More cases of rabies in animals were reported in Maryland last year than in any other state. But, as was the case in Virginia and the District of Columbia, the number of cases was smaller than reported in 1984, and health officials said the rabies epidemic, which began its march through the region in 1981, is on its way out.
Rabies, an almost invariably fatal disease that can be transmitted to humans by animal saliva, was confirmed in 760 Maryland animals last year, compared with 1,100 the previous year. In Virginia, 179 cases were reported last year, compared with 208 cases in 1984, and the number of cases reported in the District dropped to eight from 10 in 1984.
The state with the second highest number of reported cases was Texas, with 585, while 566 cases were confirmed in California.
Health officials noted that the actual number of cases is believed to be many times higher than those reported because most rabid animals die unseen in the wild.
"The numbers are going down, but it's still very prevalent," said Viola Lewis, a spokeswoman for the Maryland state health department. Most of the cases -- 672 -- involved raccoons, and few involved domestic animals, she said. But with rabies confirmed in 11 cats and one dog, she said, "We're still emphasizing the need for the vaccination of pets."

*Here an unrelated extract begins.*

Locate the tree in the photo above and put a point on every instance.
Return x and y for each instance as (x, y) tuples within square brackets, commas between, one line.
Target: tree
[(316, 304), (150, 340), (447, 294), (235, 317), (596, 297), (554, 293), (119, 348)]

In one case last year, authorities launched a search for an unidentified woman believed to have been bitten by a rabid cat in Frederick, Md. The woman, believed to be from New Jersey, was never found, and the search was eventually called off. No case of rabies in humans has been reported in Maryland since 1976.
Of eight cases reported in the District of Columbia last year, one involved a cat and the rest were raccoons. "We've been very lucky," said Tina Harper of the city's animal health division. "We've really seen it move out of the District. It would seem that so many of the raccoons died during the rabies outbreak that their population is way down."
Like other health officials, she stressed the importance of standing clear of wild animals and inoculating domestic pets.